The etymology of xiān remains uncertain. The circa 200 CE Shiming, a Chinese dictionary that provided word-pun "etymologies", defines xiān (仙) as "to get old and not die," and explains it as someone who qiān (遷 "moves into") the mountains."
Edward H. Schafer (1966:204) defined xian as "transcendent, sylph (a being who, through alchemical, gymnastic and other disciplines, has achieved a refined and perhaps immortal body, able to fly like a bird beyond the trammels of the base material world into the realms of aether, and nourish himself on air and dew.)" Schafer noted xian was cognate to xian 䙴 "soar up", qian 遷 "remove", and xianxian 僊僊 "a flapping dance movement"; and compared Chinese yuren 羽人 "feathered man; xian" with English peri "a fairy or supernatural being in Persian mythology" (Persian pari from par "feather; wing").

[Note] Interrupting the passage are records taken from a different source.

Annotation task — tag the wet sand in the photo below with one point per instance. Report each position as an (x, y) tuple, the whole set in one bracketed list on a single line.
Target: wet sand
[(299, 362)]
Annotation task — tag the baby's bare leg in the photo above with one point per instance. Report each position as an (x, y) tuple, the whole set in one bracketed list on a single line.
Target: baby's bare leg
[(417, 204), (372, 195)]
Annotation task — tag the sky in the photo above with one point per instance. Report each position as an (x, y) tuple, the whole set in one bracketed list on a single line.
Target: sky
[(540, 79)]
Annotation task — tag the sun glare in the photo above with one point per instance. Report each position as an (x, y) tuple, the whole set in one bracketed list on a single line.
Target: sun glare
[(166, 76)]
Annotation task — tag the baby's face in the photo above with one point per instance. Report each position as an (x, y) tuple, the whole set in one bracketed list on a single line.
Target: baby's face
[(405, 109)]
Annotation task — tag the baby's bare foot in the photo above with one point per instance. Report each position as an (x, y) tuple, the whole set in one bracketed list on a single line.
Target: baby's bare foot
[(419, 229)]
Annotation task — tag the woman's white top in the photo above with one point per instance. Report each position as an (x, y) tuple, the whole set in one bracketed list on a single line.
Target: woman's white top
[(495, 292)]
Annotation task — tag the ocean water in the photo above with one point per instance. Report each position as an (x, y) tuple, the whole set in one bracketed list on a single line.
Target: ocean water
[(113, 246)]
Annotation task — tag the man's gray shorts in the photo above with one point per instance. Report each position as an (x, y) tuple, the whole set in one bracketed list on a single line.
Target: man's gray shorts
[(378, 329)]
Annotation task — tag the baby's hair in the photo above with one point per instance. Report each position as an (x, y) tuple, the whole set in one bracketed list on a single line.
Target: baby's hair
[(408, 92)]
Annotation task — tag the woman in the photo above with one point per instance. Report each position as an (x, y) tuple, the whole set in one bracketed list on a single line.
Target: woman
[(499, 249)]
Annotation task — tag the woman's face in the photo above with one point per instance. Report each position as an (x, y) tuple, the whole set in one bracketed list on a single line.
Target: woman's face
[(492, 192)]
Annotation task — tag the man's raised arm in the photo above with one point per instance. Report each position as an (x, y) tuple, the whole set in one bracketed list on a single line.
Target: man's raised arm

Two linguistic hypotheses for the etymology of xian involve the Arabic language and Sino-Tibetan languages. wu and Davis (1935:224) suggested the source was jinn, or jinni "genie" (from Arabic جني jinnī). "The marvelous powers of the Hsien are so like those of the jinni of the Arabian Nights that one wonders whether the Arabic word, jinn, may not be derived from the Chinese Hsien." Axel Schuessler's etymological dictionary (2007:527) suggests a Sino-Tibetan connection between xiān (Old Chinese *san or *sen) "'An immortal' … men and women who attain supernatural abilities; after death they become immortals and deities who can fly through the air" and Tibetan gšen < g-syen "shaman, one who has supernatural abilities, incl[uding] travel through the air".
The character and its variants
The word xiān is written with three characters 僊, 仙, or 仚, which combine the logographic "radical" rén (人 or 亻 "person; human") with two "phonetic" elements (see Chinese character classification). The oldest recorded xiān character 僊 has a xiān ("rise up; ascend") phonetic supposedly because immortals could "ascend into the heavens". (Compare qiān 遷 "move; transfer; change" combining this phonetic and the motion radical.) The usual modern xiān character 仙, and its rare variant 仚, have a shān (山 "mountain") phonetic. For a character analysis, Schipper (1993:164) interprets "'the human being of the mountain,' or alternatively, 'human mountain.' The two explanations are appropriate to these beings: they haunt the holy mountains, while also embodying nature."
The Shijing (220/3) contains the oldest occurrence of the character 僊, reduplicated as xiānxiān (僊僊 "dance lightly; hop about; jump around"), and rhymed with qiān (遷). "But when they have drunk too much, Their deportment becomes light and frivolous—They leave their seats, and [遷] go elsewhere, They keep [僊僊] dancing and capering." (tr. James Legge) Needham and Wang (1956:134) suggest xian was cognate with wu 巫 "shamanic" dancing. Paper (1995:55) writes, "the function of the term xian in a line describing dancing may be to denote the height of the leaps. Since, "to live for a long time" has no etymological relation to xian, it may be a later accretion."
The 121 CE Shuowen Jiezi, the first important dictionary of Chinese characters, does not enter 仙 except in the definition for 偓佺 (Wo Quan "name of an ancient immortal"). It defines 僊 as "live long and move away" and 仚 as "appearance of a person on a mountaintop".